Rawlings first held Freedom Worship Center services in Warrenton Middle School. He put up signs from Warrenton Lakes to Opal to gain new members, and word of his new church started to spread, he said. About 25 people were showing up weekly for the nine months they spent in the school. When they couldn’t book the space for Easter 2015, Rawlings knew it was time to make a move.

The transition was tough, Rawlings said. The church lost members when they moved services into the Rawlings family living room.

“They’re not comfortable there,” Rawlings said. “I get that. I understand that. My house isn’t huge. It’s a single family home and we’re meeting in the living room.”

On Aug. 11, 2015, Rawlings got the go-ahead to move into the new space, vacant now for over two years. Fletcher, a contractor by day, and other leaders helped gut and renovate the office space as quickly as possible.

“When this building opened up we had to use our imagination,” Rawlings said.

But every time the church has needed money or help, the donations and volunteers stepped up, he added.

Bealeton farmer Steve Rice attended Freedom Worship Center since the official opening in the new home. He said he has searched for years for a church like Rawlings’.

“I was saved in a charismatic church that believed in the full gospel. It’s hard to find a church like that,” Rice said. “Most people don’t preach that.”

Rice said most preachers teach life lessons, but don’t actually read you what the bible says: that a miracle created Earth and man.

“God is in the miracle business,” Rice said, but added that most Christians act like God’s miracle-era has passed. Freedom Worship Center reminds him of churches from 20 years ago.

“We’re all-in right now,” Rice said. “You feel the difference when God is in the room. I’m telling you, it’s different.”

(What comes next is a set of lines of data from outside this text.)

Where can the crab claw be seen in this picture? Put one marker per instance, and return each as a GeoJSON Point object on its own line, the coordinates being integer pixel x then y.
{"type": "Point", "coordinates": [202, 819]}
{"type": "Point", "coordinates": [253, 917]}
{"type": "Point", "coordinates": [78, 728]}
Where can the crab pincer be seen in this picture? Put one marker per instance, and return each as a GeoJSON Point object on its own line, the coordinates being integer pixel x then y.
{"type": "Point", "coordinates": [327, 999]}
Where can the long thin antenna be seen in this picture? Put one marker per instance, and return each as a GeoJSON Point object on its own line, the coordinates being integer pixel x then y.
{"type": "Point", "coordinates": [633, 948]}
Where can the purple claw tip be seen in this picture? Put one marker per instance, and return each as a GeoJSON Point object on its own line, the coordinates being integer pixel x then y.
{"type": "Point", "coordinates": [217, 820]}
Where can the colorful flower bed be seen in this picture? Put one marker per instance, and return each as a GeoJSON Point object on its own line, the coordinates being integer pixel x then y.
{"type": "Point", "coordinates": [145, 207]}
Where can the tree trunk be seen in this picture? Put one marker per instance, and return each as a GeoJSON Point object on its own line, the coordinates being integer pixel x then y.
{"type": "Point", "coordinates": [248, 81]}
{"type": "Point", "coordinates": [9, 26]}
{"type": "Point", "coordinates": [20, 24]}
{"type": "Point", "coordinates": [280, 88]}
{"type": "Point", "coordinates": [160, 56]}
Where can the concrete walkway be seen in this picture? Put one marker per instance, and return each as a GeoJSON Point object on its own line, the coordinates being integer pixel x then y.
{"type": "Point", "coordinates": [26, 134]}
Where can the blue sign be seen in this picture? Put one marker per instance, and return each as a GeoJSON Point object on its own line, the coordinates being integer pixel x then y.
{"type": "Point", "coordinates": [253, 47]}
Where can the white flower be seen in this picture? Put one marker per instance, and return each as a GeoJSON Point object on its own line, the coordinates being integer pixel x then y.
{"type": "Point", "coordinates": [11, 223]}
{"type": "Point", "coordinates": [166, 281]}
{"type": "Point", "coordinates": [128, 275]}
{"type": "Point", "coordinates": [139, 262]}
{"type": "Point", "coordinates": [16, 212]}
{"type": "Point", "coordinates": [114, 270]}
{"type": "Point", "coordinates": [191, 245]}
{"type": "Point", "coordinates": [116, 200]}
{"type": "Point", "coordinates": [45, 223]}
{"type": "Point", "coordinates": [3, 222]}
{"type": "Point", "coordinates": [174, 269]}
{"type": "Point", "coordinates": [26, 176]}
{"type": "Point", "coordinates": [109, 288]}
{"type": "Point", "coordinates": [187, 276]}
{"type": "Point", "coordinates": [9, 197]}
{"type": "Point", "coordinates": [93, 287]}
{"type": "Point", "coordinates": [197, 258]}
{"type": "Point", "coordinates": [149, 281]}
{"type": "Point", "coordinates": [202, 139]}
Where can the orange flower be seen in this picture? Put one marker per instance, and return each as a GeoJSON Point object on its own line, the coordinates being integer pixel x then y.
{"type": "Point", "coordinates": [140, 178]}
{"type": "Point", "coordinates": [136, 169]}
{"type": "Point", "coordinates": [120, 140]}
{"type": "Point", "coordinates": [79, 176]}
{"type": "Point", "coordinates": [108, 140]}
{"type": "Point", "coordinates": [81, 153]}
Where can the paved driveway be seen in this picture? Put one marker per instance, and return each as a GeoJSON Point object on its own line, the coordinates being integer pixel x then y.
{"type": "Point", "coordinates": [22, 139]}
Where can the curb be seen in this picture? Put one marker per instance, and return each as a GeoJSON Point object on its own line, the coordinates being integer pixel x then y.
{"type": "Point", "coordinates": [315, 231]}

Rawlings said he understands the apprehension in trusting such a young pastor, but said he isn’t young in the Lord by any stretch.

“What makes a church is the people,” Rawlings said.

His faith grows along with the church and congregation, he said, and has seen God make impossible situations possible already.

“We’re not going with the flow,” Rawlings said. “The Christian walk is to go against the grain, right now we’re the minority.”